1. Field of the Invention
The present invention relates to the art of automatic transmission for a vehicle, and more particularly, to a system for controlling the switching over of speed stages of the automatic transmission.
2. Description of the Prior Art
As an automatic transmission for a vehicle of a relatively high quality type there is known a transmission including two transmission units connected in series, each transmission unit being independently operable to provide a plurality of gear ratios according to switching over of operation of servo actuators incorporated therein, so that a large number of speed stages are available for the total transmission with fine increments of gear ratios. (e.g. Japanese Patent Laying-open Publication No. 57-37140 (1982))
In such a transmission the control of timing is more important in the switching over of operation of the servo actuators for shifting speed stages, because in the upshifting from a certain speed stage to a next higher speed stage a first transmission unit is shifted up while a second transmission unit is shifted down so that the balance of the two changes of gear ratio provides a relatively small increment of the total gear ratio, and therefore, if the shifting down of the second transmission unit precedes the shifting up of the first transmission unit, the transmission is shifted, although temporarily, in the shifting direction opposite to the desired shifting direction.
In view of such requirements it has been proposed in U.S. Pat. No. 4,727,772 corresponding to Japanese Patent Laying-open Publication No. 62-31741 (1987) to control the switching over of operation of the servo actuators in the first and the second transmission unit in coordination with one another.

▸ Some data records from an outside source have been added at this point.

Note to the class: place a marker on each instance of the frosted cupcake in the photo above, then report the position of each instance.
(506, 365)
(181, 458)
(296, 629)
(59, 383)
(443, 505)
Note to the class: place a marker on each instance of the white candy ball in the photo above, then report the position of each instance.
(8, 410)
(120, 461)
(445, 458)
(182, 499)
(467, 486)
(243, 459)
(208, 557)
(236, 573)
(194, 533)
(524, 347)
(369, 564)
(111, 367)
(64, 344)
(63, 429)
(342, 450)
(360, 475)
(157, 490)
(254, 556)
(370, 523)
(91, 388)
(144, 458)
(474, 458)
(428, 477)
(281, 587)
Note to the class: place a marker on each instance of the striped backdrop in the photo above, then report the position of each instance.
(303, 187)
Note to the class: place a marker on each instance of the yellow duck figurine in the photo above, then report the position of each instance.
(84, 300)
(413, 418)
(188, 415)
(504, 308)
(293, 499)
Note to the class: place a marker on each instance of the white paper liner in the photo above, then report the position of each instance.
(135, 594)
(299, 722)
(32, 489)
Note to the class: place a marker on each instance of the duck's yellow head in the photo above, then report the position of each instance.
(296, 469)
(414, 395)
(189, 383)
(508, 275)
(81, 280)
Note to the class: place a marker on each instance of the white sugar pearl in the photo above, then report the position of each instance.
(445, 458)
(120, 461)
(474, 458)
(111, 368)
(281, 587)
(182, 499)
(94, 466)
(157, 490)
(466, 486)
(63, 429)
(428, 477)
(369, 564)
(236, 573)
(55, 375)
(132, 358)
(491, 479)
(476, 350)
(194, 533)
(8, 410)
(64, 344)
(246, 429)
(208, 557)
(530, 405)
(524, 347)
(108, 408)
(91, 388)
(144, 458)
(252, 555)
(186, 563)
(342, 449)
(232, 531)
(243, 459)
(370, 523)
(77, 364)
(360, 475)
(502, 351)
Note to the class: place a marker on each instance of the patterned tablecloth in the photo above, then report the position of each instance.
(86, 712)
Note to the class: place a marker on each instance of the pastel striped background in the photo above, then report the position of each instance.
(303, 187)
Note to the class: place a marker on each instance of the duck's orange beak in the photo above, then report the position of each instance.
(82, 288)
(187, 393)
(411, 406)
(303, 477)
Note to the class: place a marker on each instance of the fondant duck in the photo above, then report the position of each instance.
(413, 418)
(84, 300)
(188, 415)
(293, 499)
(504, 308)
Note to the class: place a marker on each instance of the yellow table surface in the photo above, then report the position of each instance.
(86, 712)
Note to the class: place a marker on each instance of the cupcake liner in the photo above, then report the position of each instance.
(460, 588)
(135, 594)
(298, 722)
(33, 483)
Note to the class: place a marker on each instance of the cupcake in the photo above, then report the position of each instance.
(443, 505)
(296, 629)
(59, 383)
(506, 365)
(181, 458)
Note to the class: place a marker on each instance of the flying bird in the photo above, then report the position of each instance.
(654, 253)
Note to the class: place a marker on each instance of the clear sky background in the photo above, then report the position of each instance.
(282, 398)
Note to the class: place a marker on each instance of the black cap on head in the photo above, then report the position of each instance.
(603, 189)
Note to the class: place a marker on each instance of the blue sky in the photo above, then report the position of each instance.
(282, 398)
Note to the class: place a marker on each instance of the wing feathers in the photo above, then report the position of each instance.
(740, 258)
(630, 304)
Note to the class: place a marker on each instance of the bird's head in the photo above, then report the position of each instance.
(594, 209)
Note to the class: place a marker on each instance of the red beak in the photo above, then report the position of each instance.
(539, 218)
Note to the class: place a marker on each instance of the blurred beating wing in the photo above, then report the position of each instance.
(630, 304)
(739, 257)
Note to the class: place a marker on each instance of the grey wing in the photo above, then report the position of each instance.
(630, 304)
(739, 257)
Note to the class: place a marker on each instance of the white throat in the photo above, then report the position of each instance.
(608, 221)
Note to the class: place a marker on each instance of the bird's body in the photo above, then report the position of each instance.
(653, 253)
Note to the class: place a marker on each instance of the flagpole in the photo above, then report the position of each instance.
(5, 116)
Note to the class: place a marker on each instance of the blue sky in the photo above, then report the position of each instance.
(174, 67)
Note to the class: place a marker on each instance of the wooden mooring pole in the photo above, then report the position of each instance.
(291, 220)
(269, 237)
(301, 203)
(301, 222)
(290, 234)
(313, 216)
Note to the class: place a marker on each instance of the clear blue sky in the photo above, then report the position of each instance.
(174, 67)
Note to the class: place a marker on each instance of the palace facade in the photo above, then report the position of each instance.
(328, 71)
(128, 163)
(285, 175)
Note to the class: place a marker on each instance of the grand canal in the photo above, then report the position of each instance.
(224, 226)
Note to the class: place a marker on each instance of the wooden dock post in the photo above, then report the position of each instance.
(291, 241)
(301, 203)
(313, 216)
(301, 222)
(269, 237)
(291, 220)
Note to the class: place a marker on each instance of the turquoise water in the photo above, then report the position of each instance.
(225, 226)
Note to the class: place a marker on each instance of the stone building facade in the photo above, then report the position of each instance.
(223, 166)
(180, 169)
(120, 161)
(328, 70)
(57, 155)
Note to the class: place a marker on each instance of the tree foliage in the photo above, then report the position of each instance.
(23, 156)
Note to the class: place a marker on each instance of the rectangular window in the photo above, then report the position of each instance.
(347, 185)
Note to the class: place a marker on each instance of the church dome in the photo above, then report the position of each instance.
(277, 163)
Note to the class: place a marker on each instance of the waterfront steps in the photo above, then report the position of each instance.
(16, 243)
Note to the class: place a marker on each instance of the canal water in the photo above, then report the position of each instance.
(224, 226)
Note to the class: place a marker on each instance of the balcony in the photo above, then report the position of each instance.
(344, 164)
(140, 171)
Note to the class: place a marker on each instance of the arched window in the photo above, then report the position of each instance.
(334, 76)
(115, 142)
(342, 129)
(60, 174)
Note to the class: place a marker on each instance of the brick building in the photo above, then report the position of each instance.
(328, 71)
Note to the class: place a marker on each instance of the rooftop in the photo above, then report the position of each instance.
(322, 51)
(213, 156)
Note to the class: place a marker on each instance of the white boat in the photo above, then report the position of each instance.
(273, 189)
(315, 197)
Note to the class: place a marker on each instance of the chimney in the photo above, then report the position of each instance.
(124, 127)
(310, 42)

The coordination herein proposed is performed by detecting rotational speed of those rotational members in the first and the second transmission unit which are braked from rotating state toward stoppage or put into rotation from braked state for the switching over of speed stages and by adjusting the operation of the servo actuators in the first and the second transmission unit in accordance with the detected rotational speed of those rotational members so that the respective switching over operations of the first and the second transmission unit are terminated at the same time point.
However, according to the system disclosed in Japanese Patent Publication No. 62-31741 the speed stage shifting performance of the transmission will vary to a large extent, implying that the performance is therefore very unstable, according to small variations of vehicle operating conditions such as engine load and vehicle speed, because the total speed stage shifting performance is influenced by both of the fluctuations in the respective switching over operations of the two transmission units in a manner that a fluctuation in the switching over operation of one transmission unit induces a fluctuation in the switching over operation of the other transmission unit and vice versa so that the instability in the speed shifting of the transmission as a whole is at least doubled by a resonance of instabilities of the two transmission units. Particularly when the two transmission units are switched over in such a manner that one is shifted up thereby to decelerate the engine while the other is shifted down thereby to accelerate the engine, a slight difference in the progressing speed between the two in parallel proceeding switching over operations can cause a great difference in engine load and thereby in engine rotational speed according to which of the switching over of the two transmission units precedes, and therefore the speed change performance of the rotational members upon which the control of operation of the servo actuators is dependent is not constant from one speed change to the next. Therefore, the time required for the same shifting from a certain speed stage to a certain speed stage would vary largely according to slight variations in the vehicle operating conditions. Further, the difference between the time required for upshifting and that for downshifting between certain two speed stages would become too great to allow harmonization of the overall performance of the vehicle.